The bathroom was bigger than it would have been in her time, with more devices: devices for cleaning shoes and what was probably like dry cleaning. There was no tub, but a shower with many hard sprays of water that would hit different places on the body, and a meter to time the amount of water. The shower had a disinfectant light as well plus nozzles for shooting out hot air. The toilet was big and fancy but still a toilet. Over the washbowl hung a device for drying hair instantly. But the bathroom lacked a window.
Around the other side of the mirror along the bed, the walls were of nubbly stuff and the carpeting thick and green like imitation grass. Here she finally saw a window. They were at ground level, looking out on a lake with fancy skidboats scooting to and fro and lots of people in glowing metallic swimsuits sunbathing and climbing in and out of the water.
“There’s a lake in Manhattan now? I mean besides in Central Park?”
“What’s with you? You talk like a dud from the Rough‑lands. Look, it’s a picture. We got five of them.” She pressed a switch and the scene changed to a mountain with skiers and superfast snowbuggies skimming across the snow and hovercraft hanging in the brilliant air. Gildina flicked the switch again and a bunch of men dressed in Roman tunics began chasing a lot of women around and pulling their clothes off. She flicked again: hand‑to‑hand sword combat in medieval costumes, with bloody hands flying off. The last scene was a herd of zebras grazing, while some lions stalked, but something was wrong and it was very speeded up and jerky. “That one’s broke.” She changed back to the lake.

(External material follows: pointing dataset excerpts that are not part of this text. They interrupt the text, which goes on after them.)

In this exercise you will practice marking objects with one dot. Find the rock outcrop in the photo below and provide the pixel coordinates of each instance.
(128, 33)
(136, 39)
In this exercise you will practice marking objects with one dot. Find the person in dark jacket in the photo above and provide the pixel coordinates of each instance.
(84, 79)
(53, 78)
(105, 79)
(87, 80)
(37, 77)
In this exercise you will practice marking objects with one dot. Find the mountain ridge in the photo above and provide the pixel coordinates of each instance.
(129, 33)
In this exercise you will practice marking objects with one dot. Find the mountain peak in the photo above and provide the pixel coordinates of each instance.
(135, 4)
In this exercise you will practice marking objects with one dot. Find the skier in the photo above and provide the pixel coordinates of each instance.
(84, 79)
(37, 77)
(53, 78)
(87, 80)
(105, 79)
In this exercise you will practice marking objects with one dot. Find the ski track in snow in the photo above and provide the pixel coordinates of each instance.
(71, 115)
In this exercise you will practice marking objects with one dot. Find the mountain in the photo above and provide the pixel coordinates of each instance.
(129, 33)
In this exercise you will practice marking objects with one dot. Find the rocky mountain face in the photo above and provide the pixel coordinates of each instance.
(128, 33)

“Can you make it so we can look out? I’d love to see what New York looks like now.”
“What’s with you? Out where?”
“Isn’t that a window?”
“What’s that?”
“So you can look out Glass.”
“Like a viewing port? There’s one in the lounge. And from the sun plaza you can look around. There’s glass on all sides. At first it made me terribly dizzy–I wanted to hold on. All that space. But I didn’t let on. I didn’t want them spitting about me being a dud and never saw the sun before. Of course I’d never been in the sun. It scared me but I just made out like I been in the sun every day. I had a tan from my last re‑op, so how could they tell anyhow?”
“We used to have windows, everybody did. It was just glass so light could come in.”
“Light? How? From outside? Oh, I guess when you get up high enough. This is just the hundred twenty‑sixth floor. But even up on the sun plaza what’s to see except the sun and you can only look straight at that for a while before you begin to see funny spots–maybe five or ten minutes. The sky’s nice when you get used to it–it’s that gorgeous pale gray color. Once in a while some real weather clouds. I can ride into them, really–they give me a boost. But if you gape too much, flacks think you’re lower. You have to pretend to take it for granite.”